Log Harvest Processing
----------------------
Then LogAggregationScheduleManager schedules recurring Quartz job (every 24 hours) for LogAggregationHarvestJob which handles running the
tasks that harvest log data from the MNs.

Next a Hazelcast listener is registered for the top thehzLogEntryTopic. When log entries are returned from MNs they will posted to
Hazelcast so that they are distributed to every CN.

A Hazelcast systemmetadata listener is also registered so that certain changes to mutable systemmetata fields (see System Metadata
Updates for details).

The queue indexLogEntryQueue is then setup when the listener LogEntryTopicListener is called. This queue is how tasks that perform the log aggregation
and tasks that perform the log indexing communicate. 

LogAggregationHarvestJob runs the task LogAggregatorTask that queries each MN by calling mn.getLogRecords and retrieving up to 1000 event log records at a 
time, starting after the last date retrieved that was recorded by the last run, if any.

LogAggregatorTask then modifies
each harvested record by adding the following fields: isPublic, dateAggregated, nodeId, readPermissions, formatId, formatType, size,
rightsHolder, country, region, city, geohash_1 - geohash_9, location. These records are then published to the Hazelcast topic
hzLogEntryTopic so that each CN that is running LAF will have it's LogEntryTopicListener fire, which published them to the queue indexLogEntryQueue.
In this way one CN harvests a single MN at a time, and the processing of those records is synced with the other CNs. 

On the indexing side of processing, LogEntryQueuManager is initialized by Spring when d1_processing init script is run executes
the task LogEntryQueueTask that reads and processes entries from the logEntrySolrItemList when this queue has accumulated 100 entries.

LogEntryQueueTask then starts task LogEntryIndexTask which sends entries to Solr for indexing.

*Figure 2.* Log Aggregation Processing

.. figure:: images/log-aggregation-sequence.png

System Metadata Updates
-----------------------
In addition to processing harvested records, when an entry in the Hazelcast Systemmetadata map is added or updated, 
SystemMetadataEntryListener runs. This may happen when one of the mutable fields in systemmetadata changes, such as
formatId. In this event, all event log records for that pid must be updated, so SystemMetadataEntryListener
retrieves these records, updates them with the current information in systemmetadata and then updates
the entries and then publishes them to the IndexLogEntrySolrItem queue, so that they are processed in the same
way as new Event Log records.

*Figure 3.* System Metadata Listener

.. figure:: images/systemmetadata-listener-activity.png

Solr Index
----------
Table 2 shows the fields contained in the Event Log Solr index 

*Table 2.* Solr index schema

.. include:: EventLogIndexSchema.txt
         
Solr Query Processing
---------------------

The Event Log Solr index can be queried from the service endpoint https://cn.dataone.org/cn/v1/query/logsolr, for example, the following query
will return read counts for each node in the network:

::

  https://cn.dataone.org/cn/v1/query/logsolr/select?q=event:read&facet=true&facet.field=nodeId

The Event Log Solr index requires authenticated access, because some fields in the log entries contain sensitive information, as
shown in *Table 2*. 

Solr queries are inspected and rewritten by SolrLoggingHandler such that counts for Solr entries will be included only if the entries are
publicly accessible, or the user is a CN administrator or the caller's identify has access privileges to the pids of the entries.

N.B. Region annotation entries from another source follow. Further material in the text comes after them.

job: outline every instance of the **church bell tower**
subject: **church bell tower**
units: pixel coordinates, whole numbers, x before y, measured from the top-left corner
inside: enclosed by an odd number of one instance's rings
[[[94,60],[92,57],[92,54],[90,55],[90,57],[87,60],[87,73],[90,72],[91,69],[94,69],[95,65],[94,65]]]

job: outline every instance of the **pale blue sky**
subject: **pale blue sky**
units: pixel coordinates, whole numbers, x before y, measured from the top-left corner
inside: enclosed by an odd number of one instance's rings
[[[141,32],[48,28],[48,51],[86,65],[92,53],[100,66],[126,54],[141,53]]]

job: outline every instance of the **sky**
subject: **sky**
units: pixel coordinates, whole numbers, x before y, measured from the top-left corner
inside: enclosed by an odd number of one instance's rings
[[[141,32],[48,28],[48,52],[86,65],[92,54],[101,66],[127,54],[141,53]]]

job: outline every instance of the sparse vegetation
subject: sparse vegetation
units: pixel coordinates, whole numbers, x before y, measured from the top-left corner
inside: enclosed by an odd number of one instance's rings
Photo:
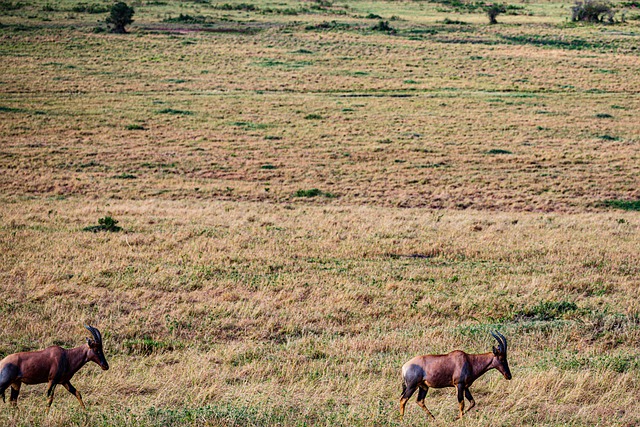
[[[111,25],[111,32],[125,34],[126,27],[133,23],[135,10],[124,2],[117,2],[111,6],[111,11],[106,19],[106,23]]]
[[[98,231],[109,231],[109,232],[115,233],[122,230],[122,228],[118,226],[118,220],[115,220],[110,216],[105,216],[103,218],[98,219],[98,225],[91,225],[83,228],[83,230],[92,231],[94,233]]]
[[[396,32],[395,28],[389,25],[389,21],[379,21],[376,25],[371,27],[373,31],[382,31],[389,34],[394,34]]]
[[[489,24],[497,24],[498,20],[496,19],[498,15],[501,13],[505,13],[507,11],[504,4],[491,4],[486,6],[485,12],[489,17]]]
[[[572,21],[586,21],[594,23],[614,23],[615,10],[609,0],[576,1],[571,8]]]

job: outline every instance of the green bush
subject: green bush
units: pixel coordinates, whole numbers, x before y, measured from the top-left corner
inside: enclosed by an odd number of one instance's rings
[[[615,10],[609,0],[577,1],[571,8],[571,20],[602,23],[614,23]]]
[[[505,13],[507,7],[504,4],[490,4],[486,6],[485,11],[489,17],[489,24],[497,24],[496,17],[501,13]]]
[[[98,219],[98,225],[91,225],[89,227],[85,227],[83,231],[91,231],[93,233],[97,233],[99,231],[109,231],[112,233],[116,233],[122,230],[118,225],[118,221],[111,218],[110,216],[105,216],[104,218]]]
[[[107,17],[107,24],[113,25],[112,33],[125,34],[126,26],[133,23],[133,14],[135,11],[126,3],[118,2],[111,6],[111,13]]]
[[[395,34],[396,30],[392,26],[389,25],[389,21],[380,21],[373,27],[371,27],[373,31],[382,31],[389,34]]]

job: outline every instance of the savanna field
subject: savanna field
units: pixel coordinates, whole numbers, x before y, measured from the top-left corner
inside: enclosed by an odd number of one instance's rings
[[[637,2],[113,4],[0,0],[0,358],[111,366],[0,425],[640,426]]]

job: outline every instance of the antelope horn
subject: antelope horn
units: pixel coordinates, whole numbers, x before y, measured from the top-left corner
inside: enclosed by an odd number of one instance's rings
[[[99,330],[90,325],[84,325],[84,327],[87,328],[89,332],[91,332],[91,335],[93,335],[93,340],[96,343],[102,344],[102,335],[100,334]]]

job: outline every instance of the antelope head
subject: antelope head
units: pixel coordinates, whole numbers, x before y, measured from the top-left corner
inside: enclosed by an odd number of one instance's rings
[[[102,335],[100,331],[94,328],[93,326],[85,325],[85,328],[91,335],[93,335],[93,339],[87,338],[87,345],[89,346],[89,360],[97,363],[103,371],[109,369],[109,364],[107,363],[107,359],[104,357],[104,352],[102,351]]]
[[[493,357],[496,369],[508,380],[511,379],[509,362],[507,362],[507,339],[500,332],[491,332],[491,335],[498,341],[498,347],[493,347]]]

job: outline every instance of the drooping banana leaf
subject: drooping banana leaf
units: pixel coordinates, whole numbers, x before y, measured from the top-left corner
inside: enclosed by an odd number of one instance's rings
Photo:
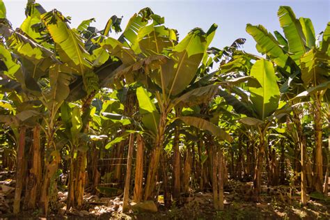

If the requesting session has a certificate then a list of authorized subjects is obtained from LDAP and access is based on
the authorized subjects. Since the Solr index contains access information from systemmetadata, the same access rules that apply to
systemmetadata will apply to the event log. 

If the authenticated user is the CN administrator then the entire contents of each SOLR document are available in the SOLR result.

Example Queries
---------------

A description of how to query the Event Log Solr Index, please see the document `<UsageStatistics.html>`_.